Another relatively new observation in our tests is that the fragment structures found their usefulness in different steps of the I-TASSER structure predictions. First, the fragments recognized by the segmental threading SEGMER[23] were used to improve the medium-to-long range distance restraints for the regions that the global alignments have often missed.
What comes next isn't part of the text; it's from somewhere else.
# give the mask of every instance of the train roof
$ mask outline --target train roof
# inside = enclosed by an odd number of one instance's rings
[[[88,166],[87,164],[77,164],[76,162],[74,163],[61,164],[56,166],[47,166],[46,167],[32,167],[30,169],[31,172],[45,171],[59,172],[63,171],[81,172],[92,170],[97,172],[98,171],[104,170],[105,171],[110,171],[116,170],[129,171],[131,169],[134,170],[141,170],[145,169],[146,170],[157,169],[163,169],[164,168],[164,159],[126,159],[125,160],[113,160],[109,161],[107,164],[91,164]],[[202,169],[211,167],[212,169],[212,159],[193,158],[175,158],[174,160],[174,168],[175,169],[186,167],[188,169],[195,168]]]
Second, the fragment structures identified by TM-align from the PDB using segments from the I-TASSER models as probes can be used to improve the energy funnel shape of the physics-based force field and therefore improve the ability of structural refinement of molecular dynamics simulations.[17] In the CASP10 data, both the GDT-HA score and the hydrogen-bonding network of the final models were improved by the use of fragment-guided FG-MD simulations, as compared with our models in previous CASPs[12, 19, 20] which used only reduced modeling for full-length structure constructions.[16]

There are several other advancements of the I-TASSER pipelines which have been discussed in detail in previous CASP reports[12, 19, 20] but not in this report although they have critical importance to the success of our structure modeling in CASP10. These include (1) the consistent template refinements driven by the consensus of multiple template restraints, (2) the successful ab initio folding of small proteins by QUARK driven by the fragment-based distance profiles, and (3) the usefulness of the sequence-based contact predictions for both TBM and FM modeling. As a new application to the I-TASSER pipeline, we also found that the meta-MQAP approach, combining both consensus- and statistics-based scores, can improve the overall model selection from SPICKER, as demonstrated by the improved total TM-score of all modeling targets (data not shown).
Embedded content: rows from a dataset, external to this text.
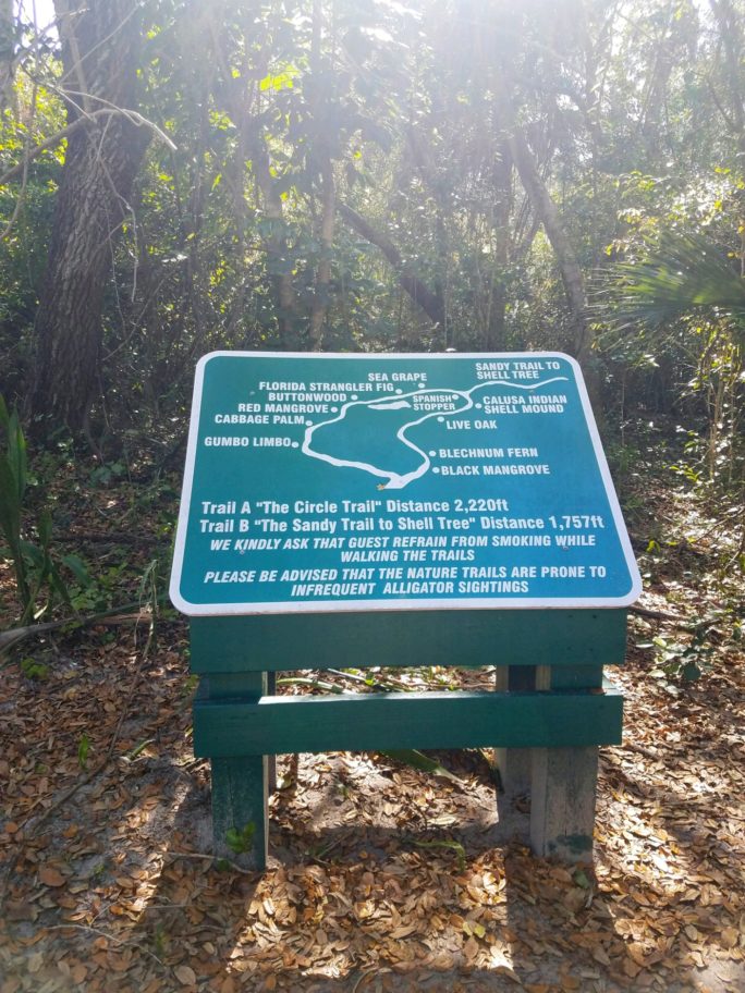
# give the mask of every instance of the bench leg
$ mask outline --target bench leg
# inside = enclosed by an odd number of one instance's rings
[[[267,865],[267,757],[212,759],[215,855],[245,869]]]
[[[530,848],[562,862],[593,861],[598,748],[534,748]]]
[[[203,688],[209,700],[253,702],[266,694],[267,677],[265,673],[210,675]],[[267,757],[213,758],[210,765],[215,855],[246,869],[264,869],[269,842]]]
[[[277,673],[267,673],[267,694],[277,696]],[[267,756],[269,793],[277,793],[277,756]]]
[[[535,665],[500,665],[496,673],[497,692],[535,689]],[[530,789],[532,749],[494,748],[494,760],[504,795],[516,796]]]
Despite the success, there are still significant challenges in the current pipelines. For the TBM targets, one of the major errors comes from the uncertainty of the domain split. The current domain prediction by ThreaDom is based on threading alignments, which often has difficulty for distantly-homologous targets. This issue also affects the modeling of the FM targets if the sequence of the FM domains cannot be correctly isolated out. The second challenge for the TBM targets is the correct selection of templates when the consensus hits do not correspond to the best template alignments.
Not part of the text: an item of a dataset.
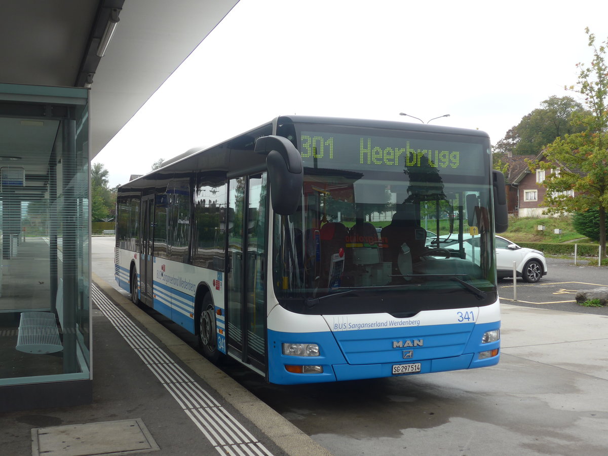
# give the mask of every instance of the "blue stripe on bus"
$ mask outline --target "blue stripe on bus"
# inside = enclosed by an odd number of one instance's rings
[[[401,328],[398,333],[393,328],[382,330],[361,330],[339,331],[332,333],[303,333],[293,334],[268,330],[268,375],[272,383],[289,385],[302,383],[314,383],[342,380],[355,380],[393,376],[392,367],[395,364],[407,364],[420,362],[421,371],[417,373],[441,372],[447,370],[484,367],[497,364],[500,353],[494,357],[479,359],[479,353],[499,349],[500,340],[489,344],[482,344],[482,337],[488,331],[499,329],[500,322],[482,324],[437,325],[420,326],[412,335],[411,330]],[[457,328],[455,327],[457,326]],[[464,330],[464,333],[461,331]],[[442,332],[443,331],[443,332]],[[345,334],[345,333],[349,334]],[[384,334],[382,334],[382,333]],[[375,347],[377,355],[371,360],[361,364],[361,357],[354,352],[356,349],[373,352],[366,344],[370,339],[378,340],[379,335],[385,343],[390,343],[387,350]],[[334,336],[336,337],[334,337]],[[373,337],[371,337],[373,336]],[[466,337],[465,337],[466,336]],[[350,353],[345,355],[340,345],[348,348]],[[462,339],[465,340],[463,342]],[[424,348],[420,347],[397,347],[393,348],[393,341],[406,344],[413,339],[423,339],[427,344],[437,344],[435,347]],[[456,348],[450,345],[450,340],[455,342]],[[367,342],[366,342],[367,341]],[[317,344],[319,346],[319,356],[289,356],[283,354],[282,344]],[[412,342],[413,343],[413,342]],[[372,345],[376,342],[372,341]],[[409,353],[412,351],[413,353]],[[392,354],[390,357],[389,353]],[[407,358],[406,358],[407,356]],[[350,358],[350,363],[347,361]],[[288,372],[285,365],[321,365],[323,373],[295,374]],[[412,375],[412,374],[405,374]]]
[[[154,308],[194,334],[194,297],[156,280],[153,287]]]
For the FM targets, the folding of beta-proteins with long-range beta-strand contacts remains a significant challenge since these proteins have generally a much more complicated topology than the alpha-proteins or the beta-protein with short-range contacts. The current ab initio folding methods with limited simulation time can rarely reach the conformation of such complicated topology when starting from scratch. One temporary solution to the issue might be to start the ab initio folding simulations from an enumeration of all typical beta-protein topologies in the PDB considering that the structure space of the PDB library is approaching to being complete.[38] Second, although the interplay of QUARK with I-TASSER has the potential to fold medium-size FM proteins, the QUARK program on its own has difficulty to consistently assemble correct structure for proteins >100–120 residues from scratch. This significantly limits the potential of the hybrid methodology for reliable construction of the medium-to-large size protein structures. Thus, the development of more reliable methods for distant-homology template recognition and for medium-size ab initio folding remains the major bottleneck to overcome for the current structure prediction pipelines.


The author thanks Drs. D Xu, J Yang, A Roy, and R Yan for assistance in CASP10.